Most law firms track revenue.
Far fewer track the numbers that actually create revenue.
That is a problem.
Because by the time revenue declines, the real issue often started weeks or months earlier:
- fewer inbound leads
- slower intake response times
- lower consultation conversion
- weak follow-up
- declining search visibility
- rising advertising costs
The firms that grow consistently usually operate differently.
They track leading indicators — not just financial results.
Here are some of the most important metrics every law firm should monitor weekly.
1. Leads by Source
Every law firm should know exactly where inquiries are coming from.
That includes:
- Google organic search
- Google Ads
- referrals
- social media
- directories
- email campaigns
- direct website traffic
Without source tracking, firms often continue investing in marketing channels that are not actually generating quality cases.
Even simple tracking can reveal patterns quickly.
For example:
- referrals may convert at a much higher rate than paid traffic
- certain practice area pages may generate stronger leads
- one marketing campaign may produce volume but weak consultations
Good marketing starts with attribution.
2. Consultation Conversion Rate
Getting leads is only part of the equation.
How many actually turn into consultations?
This metric helps identify:
- intake quality
- responsiveness
- qualification issues
- client experience problems
For example:
If 100 leads generate only 12 consultations, there may be:
- poor intake scripting
- delayed follow-up
- confusing website messaging
- weak trust signals
- poor lead quality
A firm that improves consultation conversion from 10% to 20% can dramatically increase revenue without increasing marketing spend.
3. Signed Client Conversion Rate
Not every consultation becomes a client.
Tracking signed-client conversion helps firms understand:
- attorney performance
- pricing friction
- trust issues
- case selection
- client expectations
This is one of the clearest indicators of whether marketing and intake are aligned properly.
4. Response Time
Speed matters more than many firms realize.
Potential clients are often:
- stressed
- emotional
- overwhelmed
- contacting multiple firms at once
A delayed callback can mean a lost client.
Law firms should track:
- average first response time
- missed calls
- after-hours response handling
- form follow-up speed
In many markets, the firm that responds first wins.
5. Website Traffic Trends
Traffic alone does not guarantee business growth.
But traffic trends still matter because they can indicate:
- SEO improvements
- declining rankings
- technical issues
- seasonal demand shifts
- content performance
Firms should monitor:
- total traffic
- organic search traffic
- top-performing pages
- bounce rates
- traffic by practice area
Weekly monitoring helps identify problems before they become major declines.
6. Top Performing Pages
Most law firms have a small number of pages generating the majority of traffic and leads.

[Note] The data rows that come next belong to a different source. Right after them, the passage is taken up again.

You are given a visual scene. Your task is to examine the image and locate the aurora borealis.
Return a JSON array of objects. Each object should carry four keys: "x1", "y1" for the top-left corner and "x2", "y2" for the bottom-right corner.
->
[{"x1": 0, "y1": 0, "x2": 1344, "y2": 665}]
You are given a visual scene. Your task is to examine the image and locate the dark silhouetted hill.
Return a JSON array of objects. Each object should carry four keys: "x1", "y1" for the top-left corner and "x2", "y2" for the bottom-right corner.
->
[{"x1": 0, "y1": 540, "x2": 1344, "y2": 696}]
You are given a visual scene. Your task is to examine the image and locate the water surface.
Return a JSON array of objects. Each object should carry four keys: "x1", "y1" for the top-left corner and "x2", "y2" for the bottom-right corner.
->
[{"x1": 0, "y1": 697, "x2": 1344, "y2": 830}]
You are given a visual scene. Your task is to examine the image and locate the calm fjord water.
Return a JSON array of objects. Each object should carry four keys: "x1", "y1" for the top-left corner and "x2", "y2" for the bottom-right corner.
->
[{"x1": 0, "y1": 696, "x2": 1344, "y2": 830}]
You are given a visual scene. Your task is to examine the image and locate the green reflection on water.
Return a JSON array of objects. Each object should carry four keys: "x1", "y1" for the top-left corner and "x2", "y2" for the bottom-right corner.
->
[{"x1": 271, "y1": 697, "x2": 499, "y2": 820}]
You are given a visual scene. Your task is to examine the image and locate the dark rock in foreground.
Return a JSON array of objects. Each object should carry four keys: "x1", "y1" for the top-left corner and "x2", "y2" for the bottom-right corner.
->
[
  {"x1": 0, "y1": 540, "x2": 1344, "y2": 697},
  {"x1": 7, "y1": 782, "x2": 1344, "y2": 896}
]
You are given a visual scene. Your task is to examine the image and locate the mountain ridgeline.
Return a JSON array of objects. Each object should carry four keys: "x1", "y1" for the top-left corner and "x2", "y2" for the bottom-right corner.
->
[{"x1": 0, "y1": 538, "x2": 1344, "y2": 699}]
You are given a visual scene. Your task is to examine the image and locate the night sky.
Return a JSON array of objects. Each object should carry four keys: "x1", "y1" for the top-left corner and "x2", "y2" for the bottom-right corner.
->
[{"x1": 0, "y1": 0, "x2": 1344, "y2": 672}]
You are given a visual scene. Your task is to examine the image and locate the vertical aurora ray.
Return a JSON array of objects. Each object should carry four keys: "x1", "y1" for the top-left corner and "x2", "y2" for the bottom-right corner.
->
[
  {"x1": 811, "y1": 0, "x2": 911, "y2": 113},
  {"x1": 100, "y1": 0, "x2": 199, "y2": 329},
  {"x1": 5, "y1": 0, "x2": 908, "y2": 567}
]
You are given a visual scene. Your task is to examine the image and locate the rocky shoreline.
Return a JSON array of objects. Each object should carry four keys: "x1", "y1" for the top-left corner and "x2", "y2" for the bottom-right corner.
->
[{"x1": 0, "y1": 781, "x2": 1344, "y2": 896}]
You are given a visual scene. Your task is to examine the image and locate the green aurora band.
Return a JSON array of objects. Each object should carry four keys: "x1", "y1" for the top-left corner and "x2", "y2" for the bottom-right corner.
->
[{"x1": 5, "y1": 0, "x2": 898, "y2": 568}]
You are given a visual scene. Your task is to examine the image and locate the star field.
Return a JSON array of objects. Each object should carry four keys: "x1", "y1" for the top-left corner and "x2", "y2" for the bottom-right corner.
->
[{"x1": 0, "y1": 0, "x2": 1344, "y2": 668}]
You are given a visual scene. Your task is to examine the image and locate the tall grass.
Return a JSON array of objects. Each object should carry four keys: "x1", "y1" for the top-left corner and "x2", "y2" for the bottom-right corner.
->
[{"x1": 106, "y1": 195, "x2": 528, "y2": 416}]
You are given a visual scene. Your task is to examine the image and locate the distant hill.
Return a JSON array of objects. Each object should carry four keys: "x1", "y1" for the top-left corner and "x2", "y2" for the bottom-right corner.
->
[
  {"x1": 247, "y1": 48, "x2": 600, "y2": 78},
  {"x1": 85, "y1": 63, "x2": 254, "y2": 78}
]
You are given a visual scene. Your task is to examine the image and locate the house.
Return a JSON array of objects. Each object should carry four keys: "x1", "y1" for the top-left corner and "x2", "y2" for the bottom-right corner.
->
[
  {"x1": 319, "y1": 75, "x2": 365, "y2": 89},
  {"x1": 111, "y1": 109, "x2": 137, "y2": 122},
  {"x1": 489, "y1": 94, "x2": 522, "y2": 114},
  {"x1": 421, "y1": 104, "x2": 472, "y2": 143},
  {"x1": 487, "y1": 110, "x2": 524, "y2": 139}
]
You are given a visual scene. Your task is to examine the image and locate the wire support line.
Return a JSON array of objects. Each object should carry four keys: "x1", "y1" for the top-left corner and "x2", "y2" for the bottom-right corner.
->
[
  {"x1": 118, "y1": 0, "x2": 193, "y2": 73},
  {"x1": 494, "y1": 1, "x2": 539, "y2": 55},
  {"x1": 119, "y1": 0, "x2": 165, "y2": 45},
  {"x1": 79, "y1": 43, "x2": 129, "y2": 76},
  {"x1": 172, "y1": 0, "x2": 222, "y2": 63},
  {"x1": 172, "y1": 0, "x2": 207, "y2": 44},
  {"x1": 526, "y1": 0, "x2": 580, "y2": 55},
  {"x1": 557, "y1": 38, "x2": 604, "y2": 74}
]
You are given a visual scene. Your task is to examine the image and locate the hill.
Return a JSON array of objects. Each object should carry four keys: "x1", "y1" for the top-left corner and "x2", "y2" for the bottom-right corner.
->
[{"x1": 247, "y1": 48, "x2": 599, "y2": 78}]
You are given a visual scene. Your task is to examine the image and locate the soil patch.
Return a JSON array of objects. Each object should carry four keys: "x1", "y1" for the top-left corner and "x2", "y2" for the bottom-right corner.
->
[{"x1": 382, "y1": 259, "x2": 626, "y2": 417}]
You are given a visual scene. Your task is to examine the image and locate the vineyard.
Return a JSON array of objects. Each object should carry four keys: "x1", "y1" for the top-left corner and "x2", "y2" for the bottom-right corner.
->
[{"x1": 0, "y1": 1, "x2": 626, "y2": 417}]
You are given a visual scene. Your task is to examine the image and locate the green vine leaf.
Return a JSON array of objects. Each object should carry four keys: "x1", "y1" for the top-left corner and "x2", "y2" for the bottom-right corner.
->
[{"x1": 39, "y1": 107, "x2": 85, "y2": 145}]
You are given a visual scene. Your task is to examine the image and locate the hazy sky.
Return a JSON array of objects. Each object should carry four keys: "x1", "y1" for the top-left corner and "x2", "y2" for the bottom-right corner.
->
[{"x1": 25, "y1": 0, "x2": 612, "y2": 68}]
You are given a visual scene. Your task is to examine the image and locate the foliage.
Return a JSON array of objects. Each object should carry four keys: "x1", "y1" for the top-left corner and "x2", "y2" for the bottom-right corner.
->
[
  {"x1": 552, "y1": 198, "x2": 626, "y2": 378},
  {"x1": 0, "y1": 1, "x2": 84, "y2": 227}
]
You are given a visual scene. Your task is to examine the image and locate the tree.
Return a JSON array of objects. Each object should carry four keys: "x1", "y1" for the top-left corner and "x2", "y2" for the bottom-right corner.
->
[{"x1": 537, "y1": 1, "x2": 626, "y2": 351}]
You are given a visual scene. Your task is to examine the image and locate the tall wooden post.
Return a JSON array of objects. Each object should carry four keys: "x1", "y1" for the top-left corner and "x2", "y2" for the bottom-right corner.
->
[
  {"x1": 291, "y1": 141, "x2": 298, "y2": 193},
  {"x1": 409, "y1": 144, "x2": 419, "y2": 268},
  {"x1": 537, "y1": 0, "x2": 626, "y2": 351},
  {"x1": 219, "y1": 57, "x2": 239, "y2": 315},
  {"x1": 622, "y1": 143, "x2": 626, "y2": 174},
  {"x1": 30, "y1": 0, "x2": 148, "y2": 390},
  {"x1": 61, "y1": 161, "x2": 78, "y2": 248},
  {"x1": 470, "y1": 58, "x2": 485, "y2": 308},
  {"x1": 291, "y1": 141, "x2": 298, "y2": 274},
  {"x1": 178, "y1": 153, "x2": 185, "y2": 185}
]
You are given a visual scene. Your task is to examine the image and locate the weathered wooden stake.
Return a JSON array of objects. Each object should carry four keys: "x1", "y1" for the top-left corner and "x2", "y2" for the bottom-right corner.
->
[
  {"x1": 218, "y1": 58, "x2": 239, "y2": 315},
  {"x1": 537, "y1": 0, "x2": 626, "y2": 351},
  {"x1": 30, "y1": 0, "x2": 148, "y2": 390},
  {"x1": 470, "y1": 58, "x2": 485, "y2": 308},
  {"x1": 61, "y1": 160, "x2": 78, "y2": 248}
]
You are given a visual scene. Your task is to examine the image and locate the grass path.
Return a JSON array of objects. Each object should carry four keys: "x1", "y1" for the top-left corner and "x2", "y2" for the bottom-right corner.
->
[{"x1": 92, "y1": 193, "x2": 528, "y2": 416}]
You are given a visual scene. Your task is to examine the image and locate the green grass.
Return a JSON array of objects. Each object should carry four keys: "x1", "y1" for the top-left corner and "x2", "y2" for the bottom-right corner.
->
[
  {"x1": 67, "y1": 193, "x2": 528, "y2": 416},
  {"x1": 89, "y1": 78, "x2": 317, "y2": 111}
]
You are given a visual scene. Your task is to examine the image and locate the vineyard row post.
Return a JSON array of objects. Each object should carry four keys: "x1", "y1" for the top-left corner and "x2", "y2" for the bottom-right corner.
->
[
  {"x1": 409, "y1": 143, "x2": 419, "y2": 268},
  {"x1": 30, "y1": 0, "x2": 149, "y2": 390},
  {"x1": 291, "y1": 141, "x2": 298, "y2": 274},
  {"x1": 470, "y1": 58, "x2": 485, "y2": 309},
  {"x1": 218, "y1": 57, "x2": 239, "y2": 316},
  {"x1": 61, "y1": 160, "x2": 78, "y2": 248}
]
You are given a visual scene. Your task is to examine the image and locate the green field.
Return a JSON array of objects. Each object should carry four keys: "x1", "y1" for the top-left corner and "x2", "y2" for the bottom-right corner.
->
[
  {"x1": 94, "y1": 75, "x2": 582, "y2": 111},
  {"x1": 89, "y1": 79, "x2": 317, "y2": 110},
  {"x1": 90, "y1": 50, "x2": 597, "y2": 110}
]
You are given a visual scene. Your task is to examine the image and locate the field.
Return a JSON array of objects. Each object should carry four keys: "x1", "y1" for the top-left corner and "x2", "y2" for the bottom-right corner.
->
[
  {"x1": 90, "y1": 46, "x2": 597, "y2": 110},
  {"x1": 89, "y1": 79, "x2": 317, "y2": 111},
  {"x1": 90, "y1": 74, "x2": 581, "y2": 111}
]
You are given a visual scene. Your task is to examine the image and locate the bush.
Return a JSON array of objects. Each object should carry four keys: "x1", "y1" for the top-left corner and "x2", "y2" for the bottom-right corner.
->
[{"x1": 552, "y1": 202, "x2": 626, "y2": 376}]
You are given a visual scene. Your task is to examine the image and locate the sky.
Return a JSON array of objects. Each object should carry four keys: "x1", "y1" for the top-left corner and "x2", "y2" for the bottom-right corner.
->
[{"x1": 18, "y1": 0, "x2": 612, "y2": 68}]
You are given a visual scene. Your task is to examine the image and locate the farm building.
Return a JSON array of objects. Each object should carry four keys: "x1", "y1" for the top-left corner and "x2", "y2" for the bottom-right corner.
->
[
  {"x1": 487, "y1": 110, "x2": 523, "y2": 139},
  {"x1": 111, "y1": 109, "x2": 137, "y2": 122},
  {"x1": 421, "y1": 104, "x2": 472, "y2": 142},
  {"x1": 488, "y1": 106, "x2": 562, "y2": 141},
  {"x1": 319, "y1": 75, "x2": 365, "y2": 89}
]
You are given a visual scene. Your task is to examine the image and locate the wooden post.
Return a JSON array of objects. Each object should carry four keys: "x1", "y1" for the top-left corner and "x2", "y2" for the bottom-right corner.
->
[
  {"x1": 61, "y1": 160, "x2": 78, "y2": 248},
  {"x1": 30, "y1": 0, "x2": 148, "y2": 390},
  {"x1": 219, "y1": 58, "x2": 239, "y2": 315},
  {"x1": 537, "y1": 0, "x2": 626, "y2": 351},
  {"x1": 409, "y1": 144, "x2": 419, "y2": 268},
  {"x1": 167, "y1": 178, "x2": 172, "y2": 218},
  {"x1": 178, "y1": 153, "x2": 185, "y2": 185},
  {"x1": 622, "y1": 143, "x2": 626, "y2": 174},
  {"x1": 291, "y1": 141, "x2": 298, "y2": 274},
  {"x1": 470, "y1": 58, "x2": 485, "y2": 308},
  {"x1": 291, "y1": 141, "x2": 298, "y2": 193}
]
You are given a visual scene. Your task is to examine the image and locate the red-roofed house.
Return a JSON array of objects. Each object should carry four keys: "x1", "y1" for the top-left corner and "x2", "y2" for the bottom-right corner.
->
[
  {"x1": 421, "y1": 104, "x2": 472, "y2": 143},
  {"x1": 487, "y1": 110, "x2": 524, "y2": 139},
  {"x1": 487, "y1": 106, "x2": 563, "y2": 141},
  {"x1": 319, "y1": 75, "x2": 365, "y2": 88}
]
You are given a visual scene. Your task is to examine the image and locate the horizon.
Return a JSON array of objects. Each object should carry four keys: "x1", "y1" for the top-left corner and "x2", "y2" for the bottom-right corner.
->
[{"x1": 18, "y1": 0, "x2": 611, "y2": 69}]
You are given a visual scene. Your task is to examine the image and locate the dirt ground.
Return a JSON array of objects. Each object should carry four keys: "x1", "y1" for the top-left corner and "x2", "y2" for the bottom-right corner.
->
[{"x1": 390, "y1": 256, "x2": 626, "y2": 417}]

Those pages deserve attention.
Track:
- which pages attract traffic
- which pages generate consultations
- which pages convert best
- which pages are losing rankings
Sometimes improving one high-performing page creates more impact than publishing ten new articles.
7. Cost Per Lead
For firms using paid advertising, this metric is critical.
A rising cost per lead may indicate:
- increased competition
- poor targeting
- weak landing pages
- declining ad quality
- intake inefficiencies
Marketing should not be evaluated only by volume.
Efficiency matters too.
8. Intake Follow-Up Rate
Many law firms lose potential clients simply because follow-up stops too early.
Potential clients may:
- get distracted
- hesitate
- compare firms
- need time to decide
Tracking follow-up activity helps firms avoid unnecessary lead loss.
This includes:
- unanswered leads
- unreturned voicemails
- abandoned consultations
- email follow-up completion
9. Review and Reputation Activity
Online reputation increasingly influences conversion.
Firms should monitor:
- new Google reviews
- review response rates
- review trends
- reputation issues
- referral mentions
Trust is now part of marketing infrastructure.
10. Signed Cases by Practice Area
Not all leads are equally valuable.
Tracking signed cases by practice area helps firms understand:
- which services drive revenue
- which content performs best
- where marketing investment should increase
- where profitability may be declining
This helps firms make better long-term marketing decisions.
Final Thought
The law firms that grow consistently usually treat marketing, intake, and analytics as connected systems — not separate departments.
Weekly tracking creates visibility.
Visibility creates better decisions.
And better decisions compound over time.
Many firms focus heavily on getting more traffic.
But often the biggest growth opportunities come from:
- improving intake
- increasing conversion
- responding faster
- tracking better
- understanding where business actually comes from
The firms that measure intelligently often grow more efficiently than the firms that simply spend more.